T
The420Guy
Guest
Shortly before his 90th birthday later this month and in honor of his
lifetime achievements, President Bush invited Nobel Laureate Milton
Friedman to the White House.
Calling him a "hero of freedom," Bush praised the economist's contributions
to American liberty, especially his advancement of "a moral vision: the
vision of a society where men and women are free, free to choose, but where
government is not as free to override their decisions."
"Milton Friedman has shown us that when government attempts to substitute
its own judgments for the judgments of free people, the results are usually
disastrous."
To prove this right, conservatives must point no further than public
education, burdensome tax policy, bureaucratic red tape, and Social
Security. Few will, however, point to the drug war.
They should.
Ever since Nixon kick-started the war on drugs in 1972, Friedman has been a
vocal opponent of the policy.
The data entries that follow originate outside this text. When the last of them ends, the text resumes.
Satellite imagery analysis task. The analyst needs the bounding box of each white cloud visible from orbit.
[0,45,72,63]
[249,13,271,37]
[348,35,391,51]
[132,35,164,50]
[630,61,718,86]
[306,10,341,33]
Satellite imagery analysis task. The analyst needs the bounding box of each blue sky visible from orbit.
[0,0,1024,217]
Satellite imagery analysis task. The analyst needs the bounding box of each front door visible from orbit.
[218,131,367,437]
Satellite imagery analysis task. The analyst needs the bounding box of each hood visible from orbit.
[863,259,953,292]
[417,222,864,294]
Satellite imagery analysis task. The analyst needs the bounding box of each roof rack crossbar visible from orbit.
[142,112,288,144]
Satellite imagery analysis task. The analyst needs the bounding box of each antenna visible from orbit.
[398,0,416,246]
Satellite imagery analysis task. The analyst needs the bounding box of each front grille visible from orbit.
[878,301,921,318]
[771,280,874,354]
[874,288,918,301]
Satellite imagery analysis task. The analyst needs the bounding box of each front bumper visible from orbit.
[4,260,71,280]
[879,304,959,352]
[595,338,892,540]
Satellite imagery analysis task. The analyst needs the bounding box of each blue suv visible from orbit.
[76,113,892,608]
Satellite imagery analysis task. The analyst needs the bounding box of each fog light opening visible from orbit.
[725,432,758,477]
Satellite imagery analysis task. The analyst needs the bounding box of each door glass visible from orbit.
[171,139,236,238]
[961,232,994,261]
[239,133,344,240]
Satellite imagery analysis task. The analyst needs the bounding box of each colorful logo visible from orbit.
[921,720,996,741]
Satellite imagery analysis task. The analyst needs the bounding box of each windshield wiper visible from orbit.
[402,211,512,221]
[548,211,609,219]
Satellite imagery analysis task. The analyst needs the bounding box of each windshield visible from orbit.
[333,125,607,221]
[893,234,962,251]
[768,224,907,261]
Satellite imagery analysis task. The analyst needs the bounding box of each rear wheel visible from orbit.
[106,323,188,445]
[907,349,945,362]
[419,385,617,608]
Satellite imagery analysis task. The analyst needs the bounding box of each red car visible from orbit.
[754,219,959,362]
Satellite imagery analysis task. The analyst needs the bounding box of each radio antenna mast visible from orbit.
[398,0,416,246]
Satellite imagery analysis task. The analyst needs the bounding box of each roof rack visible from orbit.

Yet conservatives, many of whom are
prohibition's biggest supporters, have covered their ears to Friedman's
objections. They fail to understand that the same motivating factors behind
his assaults on taxes and regulatory madness also support his decision to
oppose the drug war.
Friedman's argument against government meddling with pensions and cough
medicine is the same as pot and cocaine - the meddling usually provides
results worse than the problems, while expanding government at the expense
of citizens' freedoms.
How so? While the government may promise great things, it rarely delivers.
"There is a sure-fire way to predict the consequences of a government
social program adopted to achieve worthy ends," he wrote in 1982. "Find out
what the well-meaning, public-interested persons who advocated its adoption
expected it to accomplish. Then reverse those expectations. You will have
an accurate prediction of the actual results."
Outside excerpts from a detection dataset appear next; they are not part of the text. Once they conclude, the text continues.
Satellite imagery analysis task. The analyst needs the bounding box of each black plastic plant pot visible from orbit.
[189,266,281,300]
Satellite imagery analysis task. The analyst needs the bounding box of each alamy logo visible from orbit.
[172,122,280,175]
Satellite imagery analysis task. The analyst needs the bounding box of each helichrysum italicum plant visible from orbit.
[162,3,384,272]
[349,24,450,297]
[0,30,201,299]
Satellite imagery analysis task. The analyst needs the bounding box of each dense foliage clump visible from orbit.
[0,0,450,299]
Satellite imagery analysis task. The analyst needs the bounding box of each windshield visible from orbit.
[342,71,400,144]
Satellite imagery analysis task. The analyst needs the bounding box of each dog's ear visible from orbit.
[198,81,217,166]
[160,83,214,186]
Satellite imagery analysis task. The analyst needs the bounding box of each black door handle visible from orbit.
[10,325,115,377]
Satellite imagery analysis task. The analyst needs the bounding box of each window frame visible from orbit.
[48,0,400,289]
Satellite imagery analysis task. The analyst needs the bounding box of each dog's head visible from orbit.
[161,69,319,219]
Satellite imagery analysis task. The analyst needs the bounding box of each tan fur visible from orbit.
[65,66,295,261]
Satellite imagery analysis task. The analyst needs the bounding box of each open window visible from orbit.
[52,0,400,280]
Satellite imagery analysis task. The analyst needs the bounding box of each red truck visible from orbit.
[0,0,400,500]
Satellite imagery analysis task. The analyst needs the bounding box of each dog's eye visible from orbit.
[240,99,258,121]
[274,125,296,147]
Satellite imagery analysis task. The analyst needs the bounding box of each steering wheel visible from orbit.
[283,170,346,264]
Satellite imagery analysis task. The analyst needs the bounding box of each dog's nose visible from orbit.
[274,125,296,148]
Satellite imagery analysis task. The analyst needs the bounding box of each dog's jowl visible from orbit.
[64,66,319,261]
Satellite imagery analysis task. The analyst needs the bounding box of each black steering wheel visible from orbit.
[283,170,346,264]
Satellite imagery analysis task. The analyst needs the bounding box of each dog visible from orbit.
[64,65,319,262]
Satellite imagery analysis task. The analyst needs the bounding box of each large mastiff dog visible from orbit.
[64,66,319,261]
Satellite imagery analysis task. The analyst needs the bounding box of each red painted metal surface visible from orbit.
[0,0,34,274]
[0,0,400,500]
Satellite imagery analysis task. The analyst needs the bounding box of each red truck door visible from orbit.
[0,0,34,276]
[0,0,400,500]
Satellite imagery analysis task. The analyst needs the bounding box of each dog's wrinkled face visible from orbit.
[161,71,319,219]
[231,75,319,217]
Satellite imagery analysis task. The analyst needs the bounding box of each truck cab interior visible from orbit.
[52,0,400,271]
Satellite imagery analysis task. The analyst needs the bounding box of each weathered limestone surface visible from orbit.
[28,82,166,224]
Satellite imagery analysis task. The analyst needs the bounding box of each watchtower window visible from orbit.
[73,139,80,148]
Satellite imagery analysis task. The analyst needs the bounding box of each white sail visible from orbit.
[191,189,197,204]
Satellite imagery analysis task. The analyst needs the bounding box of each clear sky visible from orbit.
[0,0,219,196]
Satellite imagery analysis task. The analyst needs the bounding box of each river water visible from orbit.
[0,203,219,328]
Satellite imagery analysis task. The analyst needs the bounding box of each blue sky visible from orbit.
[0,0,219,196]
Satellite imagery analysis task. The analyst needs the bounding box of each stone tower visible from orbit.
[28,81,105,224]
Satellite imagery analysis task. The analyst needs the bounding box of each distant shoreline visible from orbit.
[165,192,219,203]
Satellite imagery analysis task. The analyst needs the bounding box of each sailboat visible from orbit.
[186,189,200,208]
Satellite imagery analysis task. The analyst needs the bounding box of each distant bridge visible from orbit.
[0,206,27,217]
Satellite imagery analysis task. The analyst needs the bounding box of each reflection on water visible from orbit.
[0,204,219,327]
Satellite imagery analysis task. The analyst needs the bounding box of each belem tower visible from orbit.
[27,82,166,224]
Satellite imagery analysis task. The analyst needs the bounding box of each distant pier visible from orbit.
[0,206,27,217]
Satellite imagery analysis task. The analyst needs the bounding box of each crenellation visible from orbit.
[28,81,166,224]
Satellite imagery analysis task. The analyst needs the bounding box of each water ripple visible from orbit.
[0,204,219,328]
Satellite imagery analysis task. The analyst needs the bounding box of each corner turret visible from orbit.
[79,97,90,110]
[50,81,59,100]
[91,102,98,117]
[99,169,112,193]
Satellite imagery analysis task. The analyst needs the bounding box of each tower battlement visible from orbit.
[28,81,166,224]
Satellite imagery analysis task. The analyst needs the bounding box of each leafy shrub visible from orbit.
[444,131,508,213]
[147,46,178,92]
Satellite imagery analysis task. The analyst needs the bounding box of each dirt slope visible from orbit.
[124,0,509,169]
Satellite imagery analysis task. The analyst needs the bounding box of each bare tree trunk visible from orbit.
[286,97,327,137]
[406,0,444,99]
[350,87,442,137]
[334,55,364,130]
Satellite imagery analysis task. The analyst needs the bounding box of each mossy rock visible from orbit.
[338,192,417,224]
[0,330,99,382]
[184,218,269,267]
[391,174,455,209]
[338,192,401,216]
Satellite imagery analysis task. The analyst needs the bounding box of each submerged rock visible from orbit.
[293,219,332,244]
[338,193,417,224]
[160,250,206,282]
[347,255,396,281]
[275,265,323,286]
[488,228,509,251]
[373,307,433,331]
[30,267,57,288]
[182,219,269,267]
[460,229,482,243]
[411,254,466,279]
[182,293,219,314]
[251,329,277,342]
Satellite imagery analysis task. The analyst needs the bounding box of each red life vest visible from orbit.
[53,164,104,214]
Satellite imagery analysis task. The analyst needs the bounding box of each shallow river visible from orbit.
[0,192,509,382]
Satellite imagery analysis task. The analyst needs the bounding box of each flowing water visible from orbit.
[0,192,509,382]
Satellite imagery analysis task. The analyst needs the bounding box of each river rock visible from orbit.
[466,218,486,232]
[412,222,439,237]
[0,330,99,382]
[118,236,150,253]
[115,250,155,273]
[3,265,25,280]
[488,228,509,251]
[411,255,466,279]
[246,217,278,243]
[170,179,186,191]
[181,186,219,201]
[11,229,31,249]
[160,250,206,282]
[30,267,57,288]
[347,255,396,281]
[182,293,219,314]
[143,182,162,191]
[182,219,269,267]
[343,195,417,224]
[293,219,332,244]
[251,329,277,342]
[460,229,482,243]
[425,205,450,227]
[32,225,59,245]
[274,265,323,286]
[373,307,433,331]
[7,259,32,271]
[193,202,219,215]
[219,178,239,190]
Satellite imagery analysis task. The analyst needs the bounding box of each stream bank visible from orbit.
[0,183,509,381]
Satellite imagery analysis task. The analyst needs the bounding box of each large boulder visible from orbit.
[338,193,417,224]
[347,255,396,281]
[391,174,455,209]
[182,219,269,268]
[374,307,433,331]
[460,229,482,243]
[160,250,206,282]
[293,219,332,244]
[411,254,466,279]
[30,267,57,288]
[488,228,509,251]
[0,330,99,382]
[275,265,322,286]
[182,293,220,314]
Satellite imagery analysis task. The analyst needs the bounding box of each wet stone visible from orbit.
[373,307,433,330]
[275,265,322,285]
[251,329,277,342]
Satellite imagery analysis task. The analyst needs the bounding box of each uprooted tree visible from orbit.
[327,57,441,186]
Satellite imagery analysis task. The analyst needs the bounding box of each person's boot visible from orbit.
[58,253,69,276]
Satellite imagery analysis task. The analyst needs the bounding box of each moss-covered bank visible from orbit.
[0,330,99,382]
In his 1984 book, "Tyranny of the Status Quo," he points to alcohol
Prohibition as an example of this in action: "Prohibition undermined
respect for the law, corrupted the minions of the law, and created a
decadent moral climate - and in the end did not stop the consumption of
alcohol."
But beyond blasting bureaucratic failures, Friedman also opposes the drug
war for its fetters on individual freedom.
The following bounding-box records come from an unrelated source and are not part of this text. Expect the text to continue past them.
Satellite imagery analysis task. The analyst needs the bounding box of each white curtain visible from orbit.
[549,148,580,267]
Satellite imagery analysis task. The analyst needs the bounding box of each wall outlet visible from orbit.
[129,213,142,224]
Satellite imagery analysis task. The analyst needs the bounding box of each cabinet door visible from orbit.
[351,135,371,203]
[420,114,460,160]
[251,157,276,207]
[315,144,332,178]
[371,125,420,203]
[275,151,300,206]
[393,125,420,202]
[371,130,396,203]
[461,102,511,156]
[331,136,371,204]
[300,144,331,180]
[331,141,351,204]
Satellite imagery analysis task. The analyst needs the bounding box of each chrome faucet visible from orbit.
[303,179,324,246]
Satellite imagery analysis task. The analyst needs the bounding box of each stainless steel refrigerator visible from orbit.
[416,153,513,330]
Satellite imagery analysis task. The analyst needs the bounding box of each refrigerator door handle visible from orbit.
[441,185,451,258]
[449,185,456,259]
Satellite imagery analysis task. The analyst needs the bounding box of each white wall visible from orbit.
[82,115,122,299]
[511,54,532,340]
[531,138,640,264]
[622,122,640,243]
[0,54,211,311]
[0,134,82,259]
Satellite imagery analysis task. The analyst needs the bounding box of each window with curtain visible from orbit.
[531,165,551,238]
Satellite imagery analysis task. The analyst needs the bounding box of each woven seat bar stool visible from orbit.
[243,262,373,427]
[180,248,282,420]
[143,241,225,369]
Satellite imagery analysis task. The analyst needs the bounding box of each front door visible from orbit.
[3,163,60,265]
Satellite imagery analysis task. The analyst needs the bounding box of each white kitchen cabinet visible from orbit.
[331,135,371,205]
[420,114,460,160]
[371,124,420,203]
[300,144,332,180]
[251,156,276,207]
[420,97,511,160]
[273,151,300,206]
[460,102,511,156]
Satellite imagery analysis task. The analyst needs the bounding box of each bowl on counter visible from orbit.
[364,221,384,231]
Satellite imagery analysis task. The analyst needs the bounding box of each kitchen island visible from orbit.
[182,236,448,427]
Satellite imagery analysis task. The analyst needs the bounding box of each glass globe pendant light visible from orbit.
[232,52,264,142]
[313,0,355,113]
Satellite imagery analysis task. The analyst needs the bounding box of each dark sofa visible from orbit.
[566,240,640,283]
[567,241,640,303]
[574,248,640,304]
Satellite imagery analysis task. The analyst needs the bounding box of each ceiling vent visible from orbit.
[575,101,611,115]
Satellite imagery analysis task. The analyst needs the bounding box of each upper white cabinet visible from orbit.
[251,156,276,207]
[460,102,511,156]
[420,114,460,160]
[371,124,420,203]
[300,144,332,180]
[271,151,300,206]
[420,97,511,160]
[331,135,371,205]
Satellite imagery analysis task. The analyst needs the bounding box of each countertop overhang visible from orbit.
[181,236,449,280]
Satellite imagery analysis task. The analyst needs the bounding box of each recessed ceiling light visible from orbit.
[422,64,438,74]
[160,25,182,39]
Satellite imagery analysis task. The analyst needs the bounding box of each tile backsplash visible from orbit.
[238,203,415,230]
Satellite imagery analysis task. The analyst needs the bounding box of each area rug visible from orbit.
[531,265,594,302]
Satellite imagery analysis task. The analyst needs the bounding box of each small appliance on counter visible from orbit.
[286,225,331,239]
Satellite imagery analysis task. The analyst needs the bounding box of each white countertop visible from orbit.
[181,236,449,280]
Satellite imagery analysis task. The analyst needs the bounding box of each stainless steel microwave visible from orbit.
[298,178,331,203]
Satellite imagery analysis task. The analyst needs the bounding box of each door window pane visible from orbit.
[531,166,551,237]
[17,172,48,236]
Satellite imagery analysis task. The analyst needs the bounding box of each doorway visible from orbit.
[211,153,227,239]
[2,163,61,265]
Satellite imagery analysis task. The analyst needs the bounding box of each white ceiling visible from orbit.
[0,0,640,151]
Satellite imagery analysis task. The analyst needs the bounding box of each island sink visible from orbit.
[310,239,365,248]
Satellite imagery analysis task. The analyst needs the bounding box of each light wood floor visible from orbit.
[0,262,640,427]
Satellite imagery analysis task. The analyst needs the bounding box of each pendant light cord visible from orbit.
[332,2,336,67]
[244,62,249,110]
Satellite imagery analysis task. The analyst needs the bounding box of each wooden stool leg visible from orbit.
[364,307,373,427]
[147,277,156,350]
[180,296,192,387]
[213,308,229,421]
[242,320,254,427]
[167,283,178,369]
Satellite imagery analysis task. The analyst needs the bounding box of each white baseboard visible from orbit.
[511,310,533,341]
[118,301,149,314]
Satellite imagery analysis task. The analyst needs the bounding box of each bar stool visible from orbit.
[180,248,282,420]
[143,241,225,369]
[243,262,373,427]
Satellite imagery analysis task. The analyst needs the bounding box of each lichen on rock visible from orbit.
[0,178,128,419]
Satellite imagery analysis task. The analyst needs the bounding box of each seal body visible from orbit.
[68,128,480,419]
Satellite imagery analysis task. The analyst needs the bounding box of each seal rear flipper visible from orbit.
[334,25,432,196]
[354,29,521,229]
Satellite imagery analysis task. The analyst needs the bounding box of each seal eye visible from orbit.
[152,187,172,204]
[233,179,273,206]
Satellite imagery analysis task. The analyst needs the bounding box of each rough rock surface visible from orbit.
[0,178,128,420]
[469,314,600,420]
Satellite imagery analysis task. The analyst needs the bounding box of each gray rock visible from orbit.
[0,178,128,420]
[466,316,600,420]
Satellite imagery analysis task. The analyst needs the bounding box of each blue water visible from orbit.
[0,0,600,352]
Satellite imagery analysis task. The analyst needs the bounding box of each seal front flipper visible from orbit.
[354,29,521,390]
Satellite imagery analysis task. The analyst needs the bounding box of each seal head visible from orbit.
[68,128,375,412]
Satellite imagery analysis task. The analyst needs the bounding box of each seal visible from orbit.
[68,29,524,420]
"On ethical grounds, do we have the right to use the machinery of
government to prevent an individual from becoming an alcoholic or a drug
addict?" he questioned in a May 1972 Newsweek column. "For children, almost
everyone would answer at least a qualified yes. But for responsible adults,
I, for one, would answer no. Reason with the potential addict, yes. Tell
him the consequences, yes. Pray for and with him, yes. But I believe that
we have no right to use force, directly or indirectly, to prevent a fellow
man from committing suicide, let alone from drinking alcohol or taking drugs."
Some may pounce on the adjective "responsible" and say a-ha!, as if they
found a sizeable breech through which to smuggle their statism. But they
shouldn't. A free society presumes responsible adults. If they act
responsibly and refrain from harming their fellows, we leave them alone. If
they don't, they're stopped by the state.
But if they're stopped before they act either responsibly or irresponsibly,
then kiss freedom goodbye. The entire concept is scrapped because, instead
of people being free to choose, we now have people in cages.
At bottom, this was Friedman's biggest concern - that the drug war would
eat away at traditional American liberties and land us in the gulag.
"Every friend of freedom," he told drug czar Bill Bennett in 1989, "must be
revolted at the prospect of turning the United States into an armed camp,
by the vision of jails filled with casual drug users and of an army of
enforcers empowered to invade the liberty of citizens on slight evidence."
With an eroded Fourth Amendment and more than 2 million prisoners in the
U.S. - a huge percentage of whom are locked down due to drug violations,
many of them nonviolent offenders - Friedman's concern is more relevant now
than ever. And prescient.
Almost anticipating the 2001 shoot-down of the Bowers family over Peru,
Friedman concluded his letter to Bennett by saying, "A country in which
shooting down unidentified planes 'on suspicion' can be seriously
considered as a drug war tactic is not the kind of United States that
either you or I want to hand on to future generations."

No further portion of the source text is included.